Prep 15 mins
Cook 40 mins
This is a quick recipe for those school nights when everyone is on the go. This can also be made ahead and froze. All you need are some dinner rolls and/or salad.
- 2 (10 ounce) cans cream of potato soup
- 16 ounces frozen vegetables
- 2 cups cooked chicken
- 1⁄2 cup milk
- 1⁄2 teaspoon pepper
- 1⁄2 teaspoon thyme
- 2 (9 inch) pie crusts
- Preheat oven to 375 degrees.
- Mix the first 6 ingredients in a large bowl.
- Place 1 frozen pie crust in the bottom of a 9inch pie plate and press up the sides.
- Prick the bottom with a fork.
- Pour the ingredients from the bowl into the pie crust.
- Place the 2nd pie crust overtop and press the seams together.
- Cut off any excess dough.
- Crimp the edges to seal.
- Place 4 1-inch slices across the top to allow for cooking evenly.
- Bake for 40 minutes.
- Cool 10 minutes before serving.
This was very good, quick and easy. I used one can of cream or chicken and one can of cream of potato. I also just put pie crust on the top to lower the calories. Next time I think I will try using a little less thyme. I will definately make again.

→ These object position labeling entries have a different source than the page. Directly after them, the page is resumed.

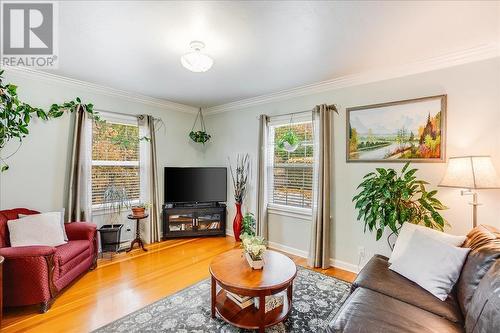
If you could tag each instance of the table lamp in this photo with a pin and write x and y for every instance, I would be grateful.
(471, 173)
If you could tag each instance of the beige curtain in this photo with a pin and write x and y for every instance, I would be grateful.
(79, 204)
(149, 176)
(319, 247)
(262, 227)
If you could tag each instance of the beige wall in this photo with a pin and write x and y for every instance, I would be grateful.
(38, 173)
(473, 128)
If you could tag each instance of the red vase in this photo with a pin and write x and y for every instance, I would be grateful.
(237, 222)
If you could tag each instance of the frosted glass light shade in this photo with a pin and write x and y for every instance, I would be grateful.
(197, 61)
(471, 172)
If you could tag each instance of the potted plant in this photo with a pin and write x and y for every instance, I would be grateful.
(289, 141)
(254, 248)
(200, 136)
(115, 200)
(248, 225)
(240, 180)
(139, 209)
(389, 199)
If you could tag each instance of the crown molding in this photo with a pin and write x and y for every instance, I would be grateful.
(482, 52)
(104, 90)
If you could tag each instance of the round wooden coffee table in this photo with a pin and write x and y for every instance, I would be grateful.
(232, 273)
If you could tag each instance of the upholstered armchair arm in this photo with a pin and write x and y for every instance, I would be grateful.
(26, 252)
(81, 231)
(30, 269)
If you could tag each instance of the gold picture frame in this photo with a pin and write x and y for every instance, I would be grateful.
(412, 130)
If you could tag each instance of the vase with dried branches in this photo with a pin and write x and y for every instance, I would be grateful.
(239, 174)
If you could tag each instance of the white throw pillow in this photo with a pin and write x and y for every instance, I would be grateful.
(62, 221)
(433, 265)
(407, 231)
(38, 229)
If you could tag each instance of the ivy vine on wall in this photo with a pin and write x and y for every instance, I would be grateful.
(16, 116)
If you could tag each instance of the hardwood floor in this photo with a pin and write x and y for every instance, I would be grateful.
(126, 283)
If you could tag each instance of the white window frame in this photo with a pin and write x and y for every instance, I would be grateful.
(100, 209)
(279, 209)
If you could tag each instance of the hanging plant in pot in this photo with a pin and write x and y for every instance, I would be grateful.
(200, 136)
(239, 176)
(289, 141)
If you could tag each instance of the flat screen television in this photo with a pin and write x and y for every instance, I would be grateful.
(193, 185)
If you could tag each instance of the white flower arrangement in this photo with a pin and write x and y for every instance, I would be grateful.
(254, 246)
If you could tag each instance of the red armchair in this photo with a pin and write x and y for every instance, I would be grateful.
(36, 274)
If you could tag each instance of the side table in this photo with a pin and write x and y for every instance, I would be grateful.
(137, 239)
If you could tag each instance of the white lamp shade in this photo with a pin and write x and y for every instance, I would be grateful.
(471, 172)
(197, 62)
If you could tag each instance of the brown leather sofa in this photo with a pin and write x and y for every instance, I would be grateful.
(383, 301)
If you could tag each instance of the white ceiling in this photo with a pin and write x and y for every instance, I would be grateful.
(258, 47)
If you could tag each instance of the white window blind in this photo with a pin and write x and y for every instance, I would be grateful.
(115, 158)
(291, 173)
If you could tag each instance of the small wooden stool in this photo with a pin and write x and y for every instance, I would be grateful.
(137, 239)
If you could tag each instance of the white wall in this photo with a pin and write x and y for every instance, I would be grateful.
(473, 128)
(38, 173)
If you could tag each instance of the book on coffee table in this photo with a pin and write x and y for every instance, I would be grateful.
(242, 301)
(272, 302)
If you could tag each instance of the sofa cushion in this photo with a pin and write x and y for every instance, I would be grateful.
(432, 264)
(39, 229)
(369, 311)
(10, 214)
(376, 276)
(484, 242)
(409, 229)
(483, 314)
(66, 252)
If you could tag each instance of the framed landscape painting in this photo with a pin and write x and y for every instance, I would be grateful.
(410, 130)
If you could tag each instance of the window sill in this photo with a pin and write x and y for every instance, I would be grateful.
(295, 212)
(102, 210)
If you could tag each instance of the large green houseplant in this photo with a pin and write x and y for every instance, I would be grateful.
(16, 116)
(389, 199)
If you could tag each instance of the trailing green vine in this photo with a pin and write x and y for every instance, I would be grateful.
(16, 115)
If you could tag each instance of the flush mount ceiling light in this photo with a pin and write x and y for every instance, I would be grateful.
(196, 61)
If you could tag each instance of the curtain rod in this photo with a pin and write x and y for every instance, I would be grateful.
(330, 107)
(126, 114)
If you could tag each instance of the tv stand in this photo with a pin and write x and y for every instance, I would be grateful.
(194, 220)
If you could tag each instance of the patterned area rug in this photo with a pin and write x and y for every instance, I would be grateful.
(316, 299)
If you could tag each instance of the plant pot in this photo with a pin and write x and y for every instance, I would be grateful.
(110, 237)
(237, 222)
(138, 211)
(255, 264)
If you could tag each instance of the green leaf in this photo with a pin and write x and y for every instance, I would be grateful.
(405, 167)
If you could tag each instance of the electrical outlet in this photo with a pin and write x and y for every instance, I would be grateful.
(361, 252)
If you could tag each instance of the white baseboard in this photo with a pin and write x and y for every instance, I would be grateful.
(303, 254)
(344, 265)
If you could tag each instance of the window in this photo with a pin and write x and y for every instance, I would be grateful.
(115, 158)
(291, 173)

Love pot pie because it is great comfort food and this was very tasty! I used Tyson's chicken in the pouch and did add salt, pepper, lemon pepper, and celery seeds. My pot pie needed to bake a little longer and was wonderful when I sliced it and served. Will be making this again! Made and reviewed for Kittencal's Recipe Tag Game.
Made this for lunch today and it was wonderful. I followed the recipe, just ended up baking it for a little longer. I ended up adding some onion and a little garlic powder to season it up just a bit more. I will be making this again. Thanks for the great recipe. Made for I Recommend Tag.